Introduction

Several studies had suggested that a higher blood insulin concentration in non-diabetic people may have contributed to the increased risk of death. However, the conclusion remained uncertain. The 22-year follow-up investigation of Helsinki Policemen Study showed that the highest quintile of the area under the insulin response curve among middle-aged men with normal blood glucose levels, compared with the combined 4 lower quintiles, was associated with a 2-fold higher risk of stroke, but this association was not independent of other risk factors such as upper body obesity, hypertension, and smoking [1]. In line with that result, an 11-year follow-up investigation of the Paris Prospective Study demonstrated that fasting plasma insulin level was an independent predictor of cardiovascular disease death after adjusting for overt diabetes [2]. Interestingly, the results varied in the 15-year follow-up investigation of the same study, wherein the 2-h post-load plasma insulin level was a significant predictor of CVD-related death, while levels of blood glucose were not a significant predictor after the adjustment of plasma insulin levels. The author addressed that insulin response to oral glucose tolerance test (OGTT) requires further investigation as a potential risk factor for coronary artery disease and a potential target for further intervention [3].

A 30-year follow-up of The Da Qing Diabetes Prevention Study showed that prevention or delay of diabetes can extend to the decrease of diabetes-related CVD events by 26% and a 1.44-year longer life expectancy [4]. However, it is not clear whether the baseline high post-load insulin response is correlated with the risk of mortality in the non-diabetic population. The present analysis aimed to investigate whether the phenotype of a higher post-load insulin response in non-diabetic population (including people with NGT and IGT) predicted an increased long-term risk of all-cause and CVD mortality.

Participants and methods

In total, 446 non-diabetic subjects, including 256 with impaired glucose tolerance (IGT) and 190 with normal glucose tolerance (NGT) identified by standard OGTT in 1986, were included in the present study. All the recruited participants had been part of the original Da Qing Diabetes Prevention Study.
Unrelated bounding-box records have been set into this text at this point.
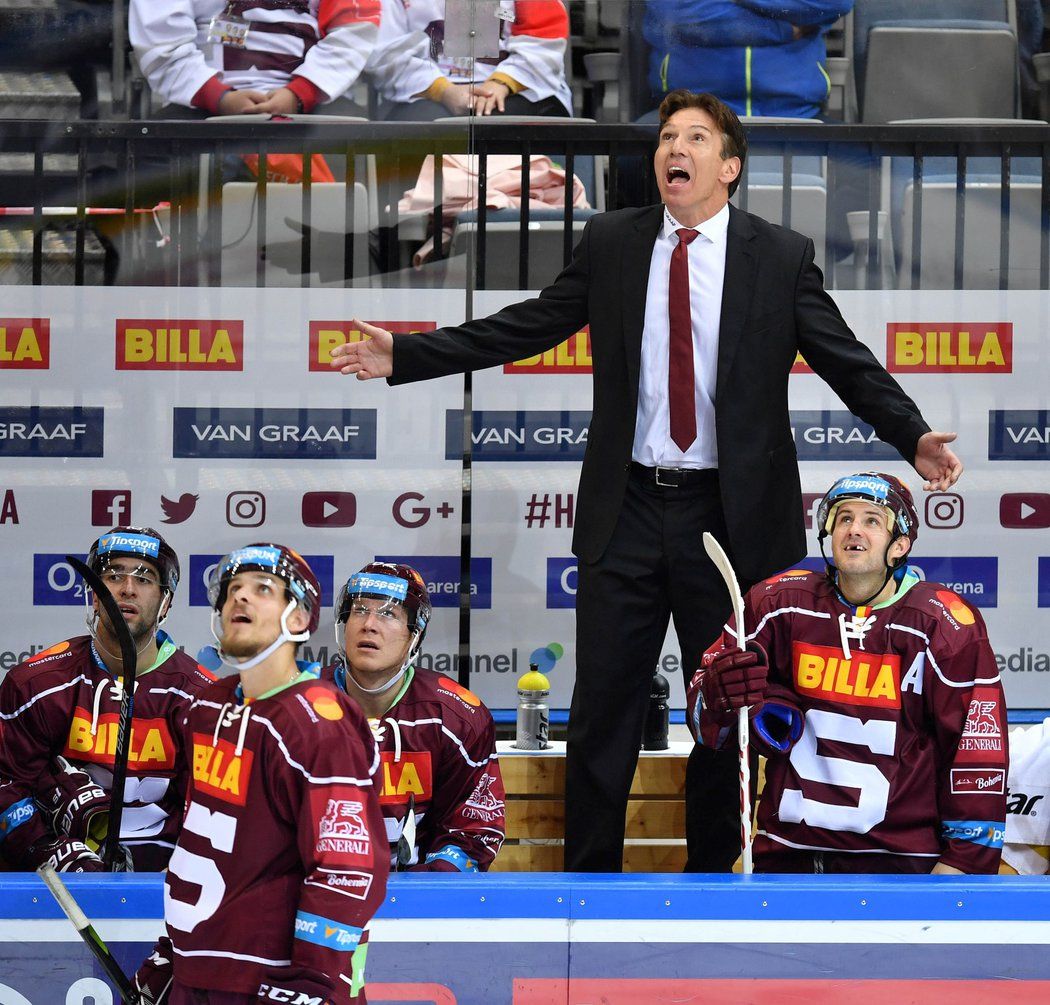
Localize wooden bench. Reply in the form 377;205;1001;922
491;741;692;873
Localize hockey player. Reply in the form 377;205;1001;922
137;544;389;1005
322;562;505;873
689;472;1007;873
0;527;214;873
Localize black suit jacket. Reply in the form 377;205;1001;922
391;206;929;581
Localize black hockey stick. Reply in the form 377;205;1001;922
37;864;139;1005
66;554;139;873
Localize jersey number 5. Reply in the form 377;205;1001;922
779;709;897;834
164;802;237;931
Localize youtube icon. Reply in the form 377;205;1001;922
999;493;1050;530
302;491;357;527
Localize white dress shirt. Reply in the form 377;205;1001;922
631;206;729;467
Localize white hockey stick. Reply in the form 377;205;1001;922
704;531;752;876
37;863;139;1005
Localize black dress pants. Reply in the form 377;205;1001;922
565;465;749;873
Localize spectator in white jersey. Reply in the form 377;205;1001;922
128;0;379;119
321;562;505;873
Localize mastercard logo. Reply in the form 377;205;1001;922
438;677;481;708
936;590;975;625
25;642;69;663
307;688;342;723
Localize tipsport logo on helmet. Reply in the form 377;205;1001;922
791;409;900;463
376;554;492;610
445;409;591;462
189;547;335;607
347;572;408;601
0;405;105;458
908;556;999;609
172;407;376;461
99;533;161;559
828;478;889;501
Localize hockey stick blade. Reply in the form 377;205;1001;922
66;554;139;872
704;530;752;876
37;864;139;1005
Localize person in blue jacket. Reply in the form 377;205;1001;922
644;0;853;119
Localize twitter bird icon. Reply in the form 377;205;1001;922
161;493;201;523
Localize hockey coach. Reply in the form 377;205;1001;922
332;90;962;872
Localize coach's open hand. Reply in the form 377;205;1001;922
914;430;963;493
329;317;394;378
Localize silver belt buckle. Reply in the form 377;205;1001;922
656;464;678;488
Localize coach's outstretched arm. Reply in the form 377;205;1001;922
912;430;963;493
329;317;394;380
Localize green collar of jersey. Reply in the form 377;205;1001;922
245;659;318;702
872;565;922;611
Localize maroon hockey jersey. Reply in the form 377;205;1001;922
689;570;1007;873
0;631;215;871
321;664;506;872
164;674;389;1001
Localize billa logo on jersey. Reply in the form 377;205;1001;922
445;409;592;462
193;733;255;807
0;317;51;370
310;321;438;374
791;409;900;462
988;409;1050;461
117;317;245;370
172;409;376;461
908;556;999;609
379;750;434;807
886;321;1013;374
310;786;372;865
62;707;176;772
956;687;1004;763
375;554;492;610
792;642;901;709
0;404;104;458
503;327;592;374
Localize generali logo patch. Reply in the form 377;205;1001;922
309;321;438;374
886;321;1013;374
0;317;51;370
193;733;255;807
503;327;591;374
116;317;245;371
792;642;901;709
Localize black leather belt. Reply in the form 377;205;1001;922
631;461;718;488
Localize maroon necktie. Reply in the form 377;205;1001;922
667;227;699;454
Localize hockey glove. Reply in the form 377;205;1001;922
257;963;336;1005
751;684;805;757
134;936;174;1005
699;643;769;723
33;837;106;873
37;756;109;852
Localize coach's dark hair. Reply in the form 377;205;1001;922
659;88;748;197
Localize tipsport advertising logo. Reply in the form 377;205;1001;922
377;554;492;610
791;409;900;463
189;554;335;607
0;404;105;458
172;409;376;461
445;409;591;462
988;409;1050;461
Details of the study design, methods, and population have been reported previously [5,6,7]. Briefly, in 1986, a total of 110,660 people (accounting for 50% of the adult residents) in Daqing, China, participated in a screening program for diabetes. Among them, 576 subjects with IGT and age- and sex-matched 519 subjects with NGT were identified based on the 1985 World Health Organization (WHO) criteria. In the present analysis, 19 IGT subjects with fasting plasma glucose greater than 7.0 mml/L were excluded in order to follow the current diabetes criteria (WHO, 1999). Because the focus of this study was the association of initial insulin response with the risk of death, only people with full data of plasma glucose, insulin levels at fasting and post-glucose load 1 hour and 2 hours were recruited. The participants were stratified into four subgroups (Quartiles) according to their baseline insulin AUC during a 75-g glucose load OGTT in 1986, defined as Q1, Q2, Q3 and Q4 groups. The insulin AUC during OGTT was calculated through trapezoidal estimation of the plasma insulin level at 0 min, 60 min, and 120 min with the following formula: insulin AUC=fasting insulin (mU/L)/2 + insulin 1h (mU/L) + insulin 2h (mU/L)/2. The date and cause of death were verified by review of patients’ medical records, death certificates, or both. Details of follow-up and data collection were reported elsewhere [8].

Statistical analysis

Data are presented as mean (±SD) or count (percentage). Descriptive statistics were used to compare groups of participants with different levels of insulin AUC. All-cause death and CVD death rates in the four quartiles of the insulin AUC groups were estimated as the number of deaths divided by the number of person-years. Confidence intervals (CIs) were calculated using Fisher’s exact method. The incidences of all-cause and CVD mortality were compared among groups using Kaplan-Meier curves. The proportional hazards assumption was assessed using Schoenfeld's residuals test. If the slope of the fitted curve is not different from zero, or the P value of ZPH test is greater than 0.05, it is considered to meet the proportional hazard assumption. The hazard ratios (HRs) were obtained using the Cox proportional hazards model after adjusting for related confounders. The Fine and Gray analysis was used to evaluate if the effect of insulin AUC was due to CVD death.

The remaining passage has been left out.